Mittag des 16. Juni 1822
Rayon Samuel Enarchea & Shanaya Árashi


Rayon hatte sich auch nach mehreren Tagen auf See noch nicht satt gesehen an dem neuen Glanz, in dem die Sphinx seit ihrem Aufenthalt auf Calbota erstrahlte. Auch wenn für ihn selbstverständlich die Instandsetzung der Küchenschränke und das Auffüllen der Vorräte die größte Priorität genossen hatte, musste er doch feststellen, dass er sich durch die Reparaturen an ihrem Schiff mehr wie ein ernstzunehmender Pirat fühlte als zuvor. Die neuen, nach wie vor blutroten Segel trugen zum durchaus furchteinflößenden Anblick der Sphinx den größten Teil bei, aber auch die neuen Kanonen waren für eine seriöse Gruppe gefährlicher Freibeuter definitiv nützlich. Der Smutje schmunzelte bei dem Gedanken. Die Crew bestand definitiv aus zu vielen... eigenwilligen... Persönlichkeiten, um sich seriös nennen zu können. Und genau das mochte er an ihr.
Lässig an die Borwand gelehnt, seinen Sonnenhut tief ins Gesicht gezogen, blinzelte er in Richtung der Sonne, die immer mal wieder hinter der ansonsten recht dichten Wolkendecke hervorlugte. Es wäre nicht verkehrt, endlich mal ein wenig Ruhe zu genießen - und nicht direkt wieder ins nächste Abenteuer zu trudeln. Das war umso mehr der Fall, als sich ihnen in Silvestre einige neue Gesichter angeschlossen hatten, von denen einige den Eindruck machten, noch nie zuvor auf See gewesen zu sein. In ihrem Sinne hoffte er, dass sie sich erst einmal an das raue Leben auf einem Schiff gewöhnen konnten, dessen Crew es mit der Gesetzestreue nicht allzu streng hielt.

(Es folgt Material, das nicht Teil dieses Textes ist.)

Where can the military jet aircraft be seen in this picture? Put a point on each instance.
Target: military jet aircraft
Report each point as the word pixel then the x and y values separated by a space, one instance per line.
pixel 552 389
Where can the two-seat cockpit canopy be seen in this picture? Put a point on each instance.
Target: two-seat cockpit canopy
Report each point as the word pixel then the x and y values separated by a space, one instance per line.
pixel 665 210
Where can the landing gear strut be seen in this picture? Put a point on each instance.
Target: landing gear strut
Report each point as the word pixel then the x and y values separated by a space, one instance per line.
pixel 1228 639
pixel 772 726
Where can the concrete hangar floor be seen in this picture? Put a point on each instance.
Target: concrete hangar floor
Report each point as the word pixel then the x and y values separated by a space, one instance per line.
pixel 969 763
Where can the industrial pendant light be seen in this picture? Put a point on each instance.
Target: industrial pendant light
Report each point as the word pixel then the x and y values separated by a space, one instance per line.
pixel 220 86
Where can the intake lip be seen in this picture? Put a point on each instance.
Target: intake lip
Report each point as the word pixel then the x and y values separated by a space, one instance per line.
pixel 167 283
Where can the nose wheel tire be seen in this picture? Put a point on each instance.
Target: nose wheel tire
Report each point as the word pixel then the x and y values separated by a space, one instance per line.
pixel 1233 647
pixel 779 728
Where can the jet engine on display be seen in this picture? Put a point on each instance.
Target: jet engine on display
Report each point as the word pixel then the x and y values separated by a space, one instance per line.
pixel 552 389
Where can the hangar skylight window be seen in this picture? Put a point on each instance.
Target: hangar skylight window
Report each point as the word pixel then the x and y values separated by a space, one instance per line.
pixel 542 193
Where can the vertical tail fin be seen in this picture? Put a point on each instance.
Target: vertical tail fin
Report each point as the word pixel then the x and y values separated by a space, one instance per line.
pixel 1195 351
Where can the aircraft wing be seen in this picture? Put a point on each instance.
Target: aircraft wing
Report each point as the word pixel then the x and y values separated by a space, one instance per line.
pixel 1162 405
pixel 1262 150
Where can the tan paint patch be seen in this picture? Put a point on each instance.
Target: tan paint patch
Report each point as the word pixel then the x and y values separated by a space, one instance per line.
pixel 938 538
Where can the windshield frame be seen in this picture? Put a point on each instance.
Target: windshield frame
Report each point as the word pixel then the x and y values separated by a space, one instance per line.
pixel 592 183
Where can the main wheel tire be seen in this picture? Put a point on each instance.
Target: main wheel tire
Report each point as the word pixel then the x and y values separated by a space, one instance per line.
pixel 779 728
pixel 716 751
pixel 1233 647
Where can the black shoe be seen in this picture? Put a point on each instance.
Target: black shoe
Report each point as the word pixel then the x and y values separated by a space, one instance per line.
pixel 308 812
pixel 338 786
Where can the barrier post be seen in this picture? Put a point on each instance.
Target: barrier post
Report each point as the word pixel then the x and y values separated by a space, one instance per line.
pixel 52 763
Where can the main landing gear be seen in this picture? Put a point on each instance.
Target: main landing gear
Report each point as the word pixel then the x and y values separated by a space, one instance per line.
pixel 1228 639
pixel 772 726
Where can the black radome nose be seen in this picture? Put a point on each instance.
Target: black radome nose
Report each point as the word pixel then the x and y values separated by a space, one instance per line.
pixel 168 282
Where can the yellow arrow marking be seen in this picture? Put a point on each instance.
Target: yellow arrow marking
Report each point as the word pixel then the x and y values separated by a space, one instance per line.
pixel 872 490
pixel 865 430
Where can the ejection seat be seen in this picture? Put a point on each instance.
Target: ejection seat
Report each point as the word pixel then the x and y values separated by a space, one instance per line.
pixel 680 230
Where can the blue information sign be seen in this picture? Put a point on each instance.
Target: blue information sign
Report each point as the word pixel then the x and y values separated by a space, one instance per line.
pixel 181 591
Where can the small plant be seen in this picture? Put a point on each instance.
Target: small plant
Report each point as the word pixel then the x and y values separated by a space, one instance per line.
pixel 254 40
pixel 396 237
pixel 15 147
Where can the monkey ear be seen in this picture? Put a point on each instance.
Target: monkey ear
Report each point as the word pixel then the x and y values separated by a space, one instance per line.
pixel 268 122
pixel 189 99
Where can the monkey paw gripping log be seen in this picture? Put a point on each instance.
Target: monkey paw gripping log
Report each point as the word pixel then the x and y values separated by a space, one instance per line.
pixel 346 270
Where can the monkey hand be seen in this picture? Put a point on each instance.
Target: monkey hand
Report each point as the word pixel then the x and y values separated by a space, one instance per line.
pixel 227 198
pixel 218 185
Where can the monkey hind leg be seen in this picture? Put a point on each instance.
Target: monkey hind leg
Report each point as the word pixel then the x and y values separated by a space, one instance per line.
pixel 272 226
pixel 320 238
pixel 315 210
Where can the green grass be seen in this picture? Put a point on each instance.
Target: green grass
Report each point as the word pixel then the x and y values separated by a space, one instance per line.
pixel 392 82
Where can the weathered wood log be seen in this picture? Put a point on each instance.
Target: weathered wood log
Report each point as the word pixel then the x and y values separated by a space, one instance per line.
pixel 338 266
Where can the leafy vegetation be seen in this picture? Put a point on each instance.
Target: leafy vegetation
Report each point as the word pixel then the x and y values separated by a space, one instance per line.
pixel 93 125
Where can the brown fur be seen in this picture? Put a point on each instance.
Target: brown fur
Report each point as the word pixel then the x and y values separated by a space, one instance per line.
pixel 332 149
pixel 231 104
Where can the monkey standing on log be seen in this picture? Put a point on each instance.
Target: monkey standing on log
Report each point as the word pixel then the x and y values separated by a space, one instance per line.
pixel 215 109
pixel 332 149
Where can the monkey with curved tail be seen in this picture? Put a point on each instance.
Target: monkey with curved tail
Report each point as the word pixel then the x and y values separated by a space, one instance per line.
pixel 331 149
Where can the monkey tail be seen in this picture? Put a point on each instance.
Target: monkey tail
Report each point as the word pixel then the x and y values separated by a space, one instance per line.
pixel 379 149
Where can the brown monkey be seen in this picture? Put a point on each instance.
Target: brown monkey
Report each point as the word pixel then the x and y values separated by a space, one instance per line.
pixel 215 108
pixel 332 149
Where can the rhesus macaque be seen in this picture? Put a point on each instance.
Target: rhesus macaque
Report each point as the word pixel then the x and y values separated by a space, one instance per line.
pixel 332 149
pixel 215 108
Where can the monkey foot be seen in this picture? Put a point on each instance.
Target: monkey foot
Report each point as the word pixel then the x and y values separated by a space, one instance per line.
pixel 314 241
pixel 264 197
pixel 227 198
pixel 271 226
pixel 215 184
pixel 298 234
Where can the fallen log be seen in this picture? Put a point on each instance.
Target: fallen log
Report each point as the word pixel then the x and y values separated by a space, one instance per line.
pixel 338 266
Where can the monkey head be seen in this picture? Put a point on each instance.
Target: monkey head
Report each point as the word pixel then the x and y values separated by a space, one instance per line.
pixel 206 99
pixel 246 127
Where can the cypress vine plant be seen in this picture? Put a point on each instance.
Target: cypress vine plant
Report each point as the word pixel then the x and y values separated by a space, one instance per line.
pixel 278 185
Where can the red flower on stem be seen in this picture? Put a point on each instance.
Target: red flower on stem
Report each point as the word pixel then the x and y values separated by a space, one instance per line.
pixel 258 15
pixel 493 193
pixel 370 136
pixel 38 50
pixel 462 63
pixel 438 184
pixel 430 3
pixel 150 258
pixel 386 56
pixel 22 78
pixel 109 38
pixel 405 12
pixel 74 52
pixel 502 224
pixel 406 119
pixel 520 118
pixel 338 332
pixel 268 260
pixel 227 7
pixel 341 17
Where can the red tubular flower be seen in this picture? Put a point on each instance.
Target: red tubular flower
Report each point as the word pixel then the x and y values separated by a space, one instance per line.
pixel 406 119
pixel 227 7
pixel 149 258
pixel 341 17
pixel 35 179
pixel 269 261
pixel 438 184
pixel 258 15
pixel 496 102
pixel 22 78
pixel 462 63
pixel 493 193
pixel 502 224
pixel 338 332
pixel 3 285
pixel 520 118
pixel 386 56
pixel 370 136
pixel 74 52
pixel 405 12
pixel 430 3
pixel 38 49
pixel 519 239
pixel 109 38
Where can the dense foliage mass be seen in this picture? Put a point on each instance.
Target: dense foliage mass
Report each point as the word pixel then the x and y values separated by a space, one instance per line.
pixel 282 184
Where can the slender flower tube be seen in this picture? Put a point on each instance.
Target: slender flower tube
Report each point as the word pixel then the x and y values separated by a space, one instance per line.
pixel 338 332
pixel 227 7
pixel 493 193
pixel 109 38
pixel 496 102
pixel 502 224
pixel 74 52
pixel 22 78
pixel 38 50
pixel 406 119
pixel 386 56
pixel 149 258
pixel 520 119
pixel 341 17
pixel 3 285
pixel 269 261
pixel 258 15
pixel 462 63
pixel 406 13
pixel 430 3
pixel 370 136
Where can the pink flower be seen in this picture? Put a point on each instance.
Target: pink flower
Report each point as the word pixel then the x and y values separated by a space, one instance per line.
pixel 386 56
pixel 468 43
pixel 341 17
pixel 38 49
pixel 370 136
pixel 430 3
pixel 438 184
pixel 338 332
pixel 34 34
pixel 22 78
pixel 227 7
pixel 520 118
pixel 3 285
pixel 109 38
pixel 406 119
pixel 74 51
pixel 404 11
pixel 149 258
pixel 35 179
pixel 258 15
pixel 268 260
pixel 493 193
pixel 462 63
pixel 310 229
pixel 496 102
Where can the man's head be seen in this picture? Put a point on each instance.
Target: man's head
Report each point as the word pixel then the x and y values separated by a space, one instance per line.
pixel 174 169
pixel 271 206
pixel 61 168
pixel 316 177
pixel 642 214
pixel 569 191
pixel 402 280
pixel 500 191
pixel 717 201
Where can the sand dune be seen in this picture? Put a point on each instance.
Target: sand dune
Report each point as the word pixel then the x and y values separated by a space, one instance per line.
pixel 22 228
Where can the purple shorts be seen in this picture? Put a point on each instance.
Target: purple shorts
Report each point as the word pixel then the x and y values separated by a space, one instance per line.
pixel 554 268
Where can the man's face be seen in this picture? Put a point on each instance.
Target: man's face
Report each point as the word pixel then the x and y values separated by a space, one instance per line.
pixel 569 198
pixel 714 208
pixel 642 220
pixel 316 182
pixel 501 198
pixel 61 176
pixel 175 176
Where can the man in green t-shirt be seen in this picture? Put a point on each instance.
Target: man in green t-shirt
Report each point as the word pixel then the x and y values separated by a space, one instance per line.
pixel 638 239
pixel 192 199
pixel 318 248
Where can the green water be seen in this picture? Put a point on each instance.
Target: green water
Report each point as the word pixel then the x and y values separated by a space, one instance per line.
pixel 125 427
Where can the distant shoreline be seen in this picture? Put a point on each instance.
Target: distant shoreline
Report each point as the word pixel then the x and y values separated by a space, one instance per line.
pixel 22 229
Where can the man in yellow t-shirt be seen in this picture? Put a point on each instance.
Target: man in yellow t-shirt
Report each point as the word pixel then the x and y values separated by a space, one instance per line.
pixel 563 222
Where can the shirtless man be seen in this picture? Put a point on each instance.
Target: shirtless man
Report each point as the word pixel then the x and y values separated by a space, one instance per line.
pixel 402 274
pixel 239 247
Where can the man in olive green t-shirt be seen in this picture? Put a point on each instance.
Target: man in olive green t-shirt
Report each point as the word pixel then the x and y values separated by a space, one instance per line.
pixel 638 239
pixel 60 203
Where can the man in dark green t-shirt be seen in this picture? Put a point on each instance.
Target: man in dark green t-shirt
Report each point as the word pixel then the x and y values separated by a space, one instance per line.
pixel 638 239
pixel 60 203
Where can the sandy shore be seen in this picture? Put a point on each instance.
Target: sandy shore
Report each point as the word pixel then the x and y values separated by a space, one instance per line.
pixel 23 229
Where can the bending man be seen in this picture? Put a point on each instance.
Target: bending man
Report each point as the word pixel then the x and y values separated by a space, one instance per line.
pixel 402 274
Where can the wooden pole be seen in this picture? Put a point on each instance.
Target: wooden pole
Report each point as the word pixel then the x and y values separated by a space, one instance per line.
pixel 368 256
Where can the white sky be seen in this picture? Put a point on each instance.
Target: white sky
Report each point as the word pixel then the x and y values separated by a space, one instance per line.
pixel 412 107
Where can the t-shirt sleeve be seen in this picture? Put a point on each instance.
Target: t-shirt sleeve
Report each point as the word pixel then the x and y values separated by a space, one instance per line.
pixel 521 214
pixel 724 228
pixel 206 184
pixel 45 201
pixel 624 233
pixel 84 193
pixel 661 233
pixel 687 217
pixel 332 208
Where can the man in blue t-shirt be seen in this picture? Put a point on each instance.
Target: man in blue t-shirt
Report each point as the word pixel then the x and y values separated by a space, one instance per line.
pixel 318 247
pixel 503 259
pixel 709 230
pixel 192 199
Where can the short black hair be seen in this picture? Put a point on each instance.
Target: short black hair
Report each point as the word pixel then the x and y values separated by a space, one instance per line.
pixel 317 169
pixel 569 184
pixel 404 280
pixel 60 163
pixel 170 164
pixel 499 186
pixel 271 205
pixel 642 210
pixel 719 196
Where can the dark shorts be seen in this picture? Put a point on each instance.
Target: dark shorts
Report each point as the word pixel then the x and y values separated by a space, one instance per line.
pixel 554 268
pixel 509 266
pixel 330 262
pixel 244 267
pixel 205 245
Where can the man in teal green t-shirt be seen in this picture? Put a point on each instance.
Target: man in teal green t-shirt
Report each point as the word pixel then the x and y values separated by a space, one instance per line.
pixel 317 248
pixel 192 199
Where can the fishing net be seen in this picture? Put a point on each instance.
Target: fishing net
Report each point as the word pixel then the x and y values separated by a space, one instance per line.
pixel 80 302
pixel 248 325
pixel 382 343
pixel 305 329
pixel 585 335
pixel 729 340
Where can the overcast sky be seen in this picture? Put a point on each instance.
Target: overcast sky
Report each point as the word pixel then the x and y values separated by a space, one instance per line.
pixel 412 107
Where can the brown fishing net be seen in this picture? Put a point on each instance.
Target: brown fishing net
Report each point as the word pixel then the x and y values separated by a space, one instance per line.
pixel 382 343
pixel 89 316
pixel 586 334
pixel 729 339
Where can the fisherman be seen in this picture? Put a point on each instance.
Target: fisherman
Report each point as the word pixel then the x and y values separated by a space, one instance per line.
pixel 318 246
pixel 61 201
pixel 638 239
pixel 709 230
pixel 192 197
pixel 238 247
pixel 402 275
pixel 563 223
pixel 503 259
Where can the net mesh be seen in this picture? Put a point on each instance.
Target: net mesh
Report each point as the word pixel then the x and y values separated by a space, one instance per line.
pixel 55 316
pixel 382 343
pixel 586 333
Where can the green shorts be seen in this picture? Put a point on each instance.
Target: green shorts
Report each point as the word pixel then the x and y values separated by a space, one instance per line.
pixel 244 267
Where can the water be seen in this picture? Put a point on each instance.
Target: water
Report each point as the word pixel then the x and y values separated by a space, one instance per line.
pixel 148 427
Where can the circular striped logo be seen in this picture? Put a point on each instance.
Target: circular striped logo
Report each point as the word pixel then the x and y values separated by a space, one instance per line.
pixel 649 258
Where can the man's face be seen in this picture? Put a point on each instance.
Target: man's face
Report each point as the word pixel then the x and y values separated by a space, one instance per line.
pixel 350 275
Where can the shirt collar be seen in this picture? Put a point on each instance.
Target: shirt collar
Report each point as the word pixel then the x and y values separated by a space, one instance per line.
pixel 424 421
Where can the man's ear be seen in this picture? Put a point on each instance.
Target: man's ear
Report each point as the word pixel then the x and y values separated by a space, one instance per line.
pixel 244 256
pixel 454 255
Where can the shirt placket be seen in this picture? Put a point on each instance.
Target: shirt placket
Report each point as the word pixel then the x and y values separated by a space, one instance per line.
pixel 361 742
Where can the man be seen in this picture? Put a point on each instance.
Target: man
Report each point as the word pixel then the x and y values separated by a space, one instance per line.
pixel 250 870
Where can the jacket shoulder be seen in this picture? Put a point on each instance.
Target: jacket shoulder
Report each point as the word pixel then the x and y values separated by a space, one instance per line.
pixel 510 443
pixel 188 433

Mit einem genüsslichen Seufzen streckte Shanaya die Arme in dem Moment in die Höhe, als sie aus der Dunkelheit des Schiffrumpfes trat. Einige Wolken zogen am Himmel vorbei, trotzdem wärmte die Sonne mit unbändiger Kraft. Die junge Frau hatte sich also ihrer Bluse entledigt, das rote Tuch so gebunden, dass es genug ihrer Brüste verdeckt, der Wind ihre restliche Haut etwas abkühlen konnte. Es würde vermutlich noch etwas dauern, bis sie sich an diese Wärme gewöhnt hatte. Die kurze Zeit, die sie immer Mal wieder mit dem Schiff ihrer Eltern unterwegs gewesen war, hatte dazu wirklich nicht gereicht.
Die Arme wieder sinken lassend setzte die Schwarzhaarige sich wieder in Bewegung, wollte sich auf den Weg zum Bug des Schiffes machen, blieb auf halber Strecke jedoch stehen. Mit einem kurzen, skeptischen Blick betrachtete sie den großen Mann, der sich gegen die Bordwand lehnte. „Gehörst du nicht hinter den Herd?“ Ein etwas schräges Lächeln lag auf den Lippen der jungen Frau, ihre Stimme klang jedoch höchst amüsiert.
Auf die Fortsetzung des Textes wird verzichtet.